Even before it was broken, it was a leaky, builder's grade (or worse) door, with "curious" installation issues.
|My house isn't that green. This is a weirdly-colored photo|
Granted, part of that was my fault because I take forever to make a decision about large purchases. I really agonize over them. Since the screen porch (and a glass storm slider on the outside) protected the door from being either dangerous or leaky, I just let it ride. Winter in Iowa is a terrible time to do window and door replacement, too.
But it also was depressing. It made my kitchen seem trashy and uncared for in a big way, I was embarrassed when I had company over, and spending time in my kitchen gave me the sads. I know I'm going to sound a little overly tragic and possibly whiny by saying this, but I think the door was one of the factors in my winter blues this year. Seriously.
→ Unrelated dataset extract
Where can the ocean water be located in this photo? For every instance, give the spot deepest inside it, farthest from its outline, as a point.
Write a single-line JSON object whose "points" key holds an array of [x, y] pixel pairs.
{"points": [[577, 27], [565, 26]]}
When I checked out patio doors at the big box stores, I wasn't enthused about their products; some of them seemed suspiciously low-cost. Installation could be purchased too, but those are subcontracted out and I had no idea who would be working on my house. I wasn't crazy about the store getting to decide that part. And sales people didn't seem particularly knowledgeable about their product, which made me nervous.
I also got a few bids from large-scale roofing/window/door companies, and got discouraged. Don't get me wrong. None of them were bad people, or bad contractors. But they are too big for their britches and do bulk ordering of just one or two lines of products. I decided I didn't want vinyl-clad windows or doors in a 1930s house. I just didn't. They may be what's economical. They may be "what everyone else is getting." But it wasn't right for my house, and in talking to just two contractors I got tired of being told why what I wanted wasn't what they wanted to sell me. It was also clear they didn't want little one-off jobs like mine. And the bids for the labor part were priced accordingly. Unreasonably high. Like they wanted their bids to be rejected. I think they did.
So I did. But that didn't leave me any closer to finding a) a patio door and b) an installer. In February I finally found a place, north of town, which is part of a small local chain of construction supply stores. They deal mostly with people in the trades, but also do business directly with homeowners. They have a recommended list of installers. They have people who actually know the products they sell, and explained it to me thoroughly, and were happy to price out several different options.
This wasn't the cheapest option of all the places I looked. But look at this!
Is that not the most beautiful thing you've ever seen? It was to me. I sorta peeked around the edge of the kitchen doorway, not knowing what I'd think, and......I actually had to stifle a few tears. The installation dude probably thinks I don't get out enough.
|The green in this picture is much closer to real life.|
Clearly I've got some painting to do, and yes, my kitchen floor still needs replacing. But wow, wow, WOW. I'm so glad this is done!